I don’t remember much once my mom and the paramedics came in, except that the worry took over because I felt helpless: My four babies were watching, and there wasn’t anything I could do. In the hospital, I was still nauseated and couldn’t see well, but I could hear everything.
The word I kept hearing was “stroke.”
I had a stroke at the age of 31. I spent time in Neuro-ICU in St. Pete, Florida, then moved to a regular room. I knew I had some weaknesses because of the lack of movement in my leg, but I still didn’t know the extent of what this whole stroke thing meant and what its side effects were. That reality hit me when I tried to get out of bed and realized I was unable to walk by myself.
Standing up and walking is something we do millions of times in our lives and don’t really think about. You put your feet down, then walk. It just works. But this time, it was as if I didn’t have legs. Like there was nothing to hold me up and my entire body fell forward. They told me it was a possibility, but nothing can truly prepare you for that moment.
After I was discharged from the hospital, there were a lot of new hurdles for our family. We had nurses and physical therapists in and out of our home. Elliott and I slept on an air mattress downstairs because I couldn’t get up the stairs yet. Similar to when children are learning to walk, I had a new “toy” that I used to get around in the form of a walker.
I was determined, and, along with my walker, I leaned heavily on my faith. There was a Christian song by the band Hillsong called “Oceans” that I listened to a lot. The lyrics literally spoke to what I was going through:
You call me out upon the waters
The great unknown
And there I find You in the mystery
In oceans deep
My faith will stand
And I will call upon Your name
And keep my eyes above the waves
When oceans rise
My soul will rest in Your embrace
For I am Yours and You are mine
Your grace abounds in deepest waters
Your sovereign hand
Will be my guide
Where feet may fail and fear surrounds me
You've never failed and You won't start now
So I will call upon Your name
And keep my eyes above the waves
I soon started a more aggressive form of physical therapy and did that to start my day five times a week for more than a year. With the help of amazing physical therapists and exercises targeting range of motion, nerve generation, and overall leg strengthening, I moved from a walker to a four-prong cane and then to a regular cane. I worked my butt off! I still work my butt off every day because just walking is a chore when you have to think hard about every single step.

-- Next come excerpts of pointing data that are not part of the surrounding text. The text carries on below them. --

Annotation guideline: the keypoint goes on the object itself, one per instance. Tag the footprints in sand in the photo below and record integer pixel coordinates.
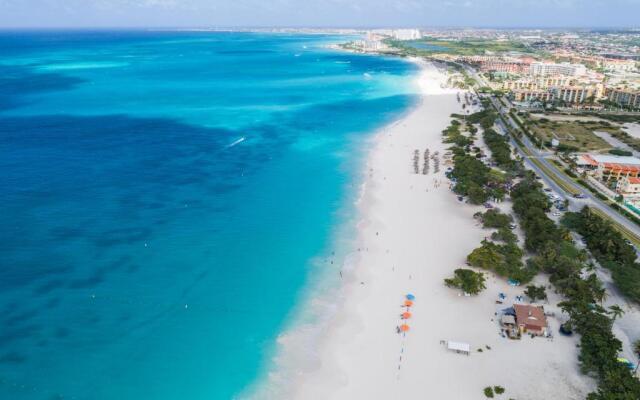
(427, 157)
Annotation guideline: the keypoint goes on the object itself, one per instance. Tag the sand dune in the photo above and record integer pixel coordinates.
(413, 234)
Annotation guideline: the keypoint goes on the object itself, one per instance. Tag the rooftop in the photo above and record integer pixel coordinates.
(532, 317)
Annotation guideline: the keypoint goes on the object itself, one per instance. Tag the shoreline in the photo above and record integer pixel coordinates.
(411, 234)
(309, 320)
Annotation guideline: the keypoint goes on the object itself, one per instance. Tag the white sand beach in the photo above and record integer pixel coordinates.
(413, 234)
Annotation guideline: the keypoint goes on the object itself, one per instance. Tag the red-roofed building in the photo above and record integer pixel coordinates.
(606, 167)
(629, 188)
(530, 319)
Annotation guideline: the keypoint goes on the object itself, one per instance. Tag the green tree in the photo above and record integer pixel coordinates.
(615, 311)
(536, 293)
(468, 280)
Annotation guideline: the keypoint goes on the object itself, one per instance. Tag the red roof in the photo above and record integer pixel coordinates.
(589, 160)
(621, 167)
(531, 317)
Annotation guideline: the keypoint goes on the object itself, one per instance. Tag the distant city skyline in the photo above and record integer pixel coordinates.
(320, 13)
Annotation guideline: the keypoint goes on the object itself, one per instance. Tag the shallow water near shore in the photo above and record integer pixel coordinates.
(165, 196)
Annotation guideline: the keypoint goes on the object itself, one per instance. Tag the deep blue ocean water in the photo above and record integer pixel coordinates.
(162, 197)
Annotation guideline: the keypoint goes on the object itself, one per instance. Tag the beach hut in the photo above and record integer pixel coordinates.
(459, 347)
(531, 319)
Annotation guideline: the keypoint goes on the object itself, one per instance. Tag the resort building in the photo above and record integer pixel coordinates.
(538, 83)
(629, 189)
(507, 65)
(618, 65)
(532, 95)
(406, 34)
(624, 97)
(607, 167)
(530, 319)
(578, 94)
(543, 69)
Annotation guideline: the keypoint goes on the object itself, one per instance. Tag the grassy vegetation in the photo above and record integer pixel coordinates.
(555, 254)
(577, 136)
(468, 280)
(629, 235)
(622, 118)
(610, 248)
(466, 47)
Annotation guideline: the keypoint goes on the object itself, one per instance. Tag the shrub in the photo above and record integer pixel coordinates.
(488, 392)
(468, 280)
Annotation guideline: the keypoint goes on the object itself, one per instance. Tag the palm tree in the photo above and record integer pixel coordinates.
(615, 312)
(636, 349)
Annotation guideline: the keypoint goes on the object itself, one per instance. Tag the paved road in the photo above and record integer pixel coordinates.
(574, 204)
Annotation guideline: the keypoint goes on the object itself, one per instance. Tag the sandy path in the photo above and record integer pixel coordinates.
(413, 235)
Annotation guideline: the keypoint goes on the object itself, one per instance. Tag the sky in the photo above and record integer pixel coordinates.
(319, 13)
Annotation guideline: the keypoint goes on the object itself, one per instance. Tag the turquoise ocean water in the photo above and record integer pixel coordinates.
(163, 196)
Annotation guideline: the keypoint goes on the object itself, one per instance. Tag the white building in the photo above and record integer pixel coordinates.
(543, 69)
(406, 34)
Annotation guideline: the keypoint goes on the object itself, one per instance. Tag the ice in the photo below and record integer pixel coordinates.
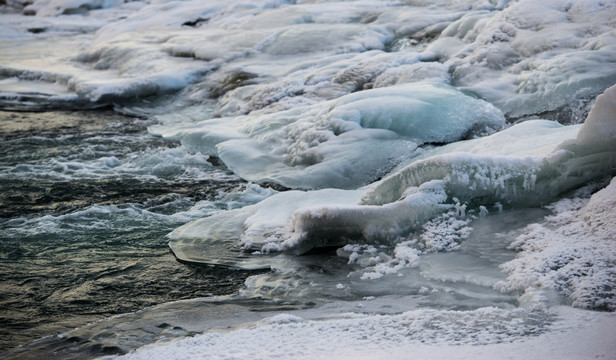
(387, 119)
(340, 143)
(535, 57)
(571, 252)
(527, 164)
(427, 334)
(67, 7)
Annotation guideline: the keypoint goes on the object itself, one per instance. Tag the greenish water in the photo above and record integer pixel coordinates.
(83, 219)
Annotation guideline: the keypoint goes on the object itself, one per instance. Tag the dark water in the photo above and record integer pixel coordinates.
(81, 245)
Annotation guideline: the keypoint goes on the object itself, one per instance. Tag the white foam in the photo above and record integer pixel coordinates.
(340, 143)
(427, 334)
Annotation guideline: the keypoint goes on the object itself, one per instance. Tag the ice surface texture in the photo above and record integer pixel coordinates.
(524, 57)
(526, 170)
(343, 143)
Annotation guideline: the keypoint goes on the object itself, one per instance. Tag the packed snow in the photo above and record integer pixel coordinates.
(443, 166)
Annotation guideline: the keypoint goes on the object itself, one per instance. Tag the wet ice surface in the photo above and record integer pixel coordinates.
(410, 146)
(81, 239)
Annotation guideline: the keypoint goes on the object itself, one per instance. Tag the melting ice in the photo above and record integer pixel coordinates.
(446, 166)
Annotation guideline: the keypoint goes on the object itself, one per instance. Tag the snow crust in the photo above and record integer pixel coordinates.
(339, 143)
(571, 252)
(426, 334)
(479, 172)
(526, 58)
(389, 110)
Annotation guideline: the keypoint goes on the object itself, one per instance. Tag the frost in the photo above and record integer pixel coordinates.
(572, 252)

I am proud of my journey, and I am grateful because it could have been worse. I have a small disability with my left leg and some fine motor weakness in my left hand, but I’m here, with my family and friends enjoying this beautiful thing called life.
We have learned to cherish our health and have educated ourselves on strokes. We all can recognize the most common warning signs of stroke using the acronym F.A.S.T. from the American Stroke Association. If you see or experience face drooping, arm weakness, or speech difficulty, it’s time to call 911.

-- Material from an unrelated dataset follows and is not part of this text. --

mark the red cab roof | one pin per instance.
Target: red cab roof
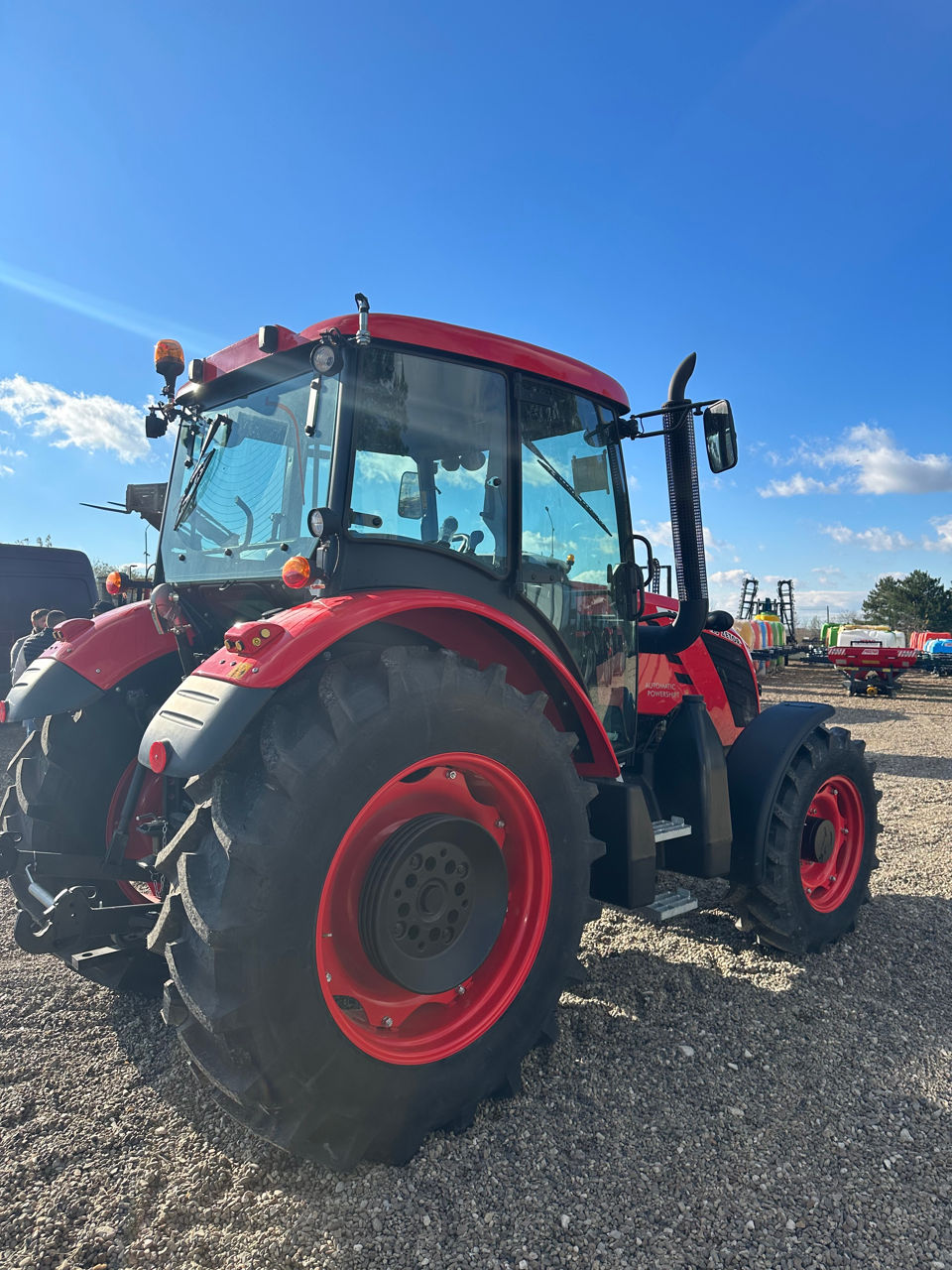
(439, 335)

The biggest thing I have learned is stroke can happen to anyone at any time. My stroke was “cryptogenic,” meaning doctors haven’t pinpointed exactly what caused it. Fortunately, strokes at such a young age are rare, but they can happen to anyone at any time, and women are at a higher lifetime risk of stroke than men due to unique risk factors and the fact women live longer, on average.
For me, I live every day with fear in the back of my mind, worrying about a recurrence. But 80 percent of strokes are preventable, so I’m doing everything in my power to live a healthy lifestyle by eating right and exercising. For the part I can’t control, I try to “Let go and let God.”
My faith, family, and friends are my backbone. Life is rarely what you imagine, but it is a beautiful struggle.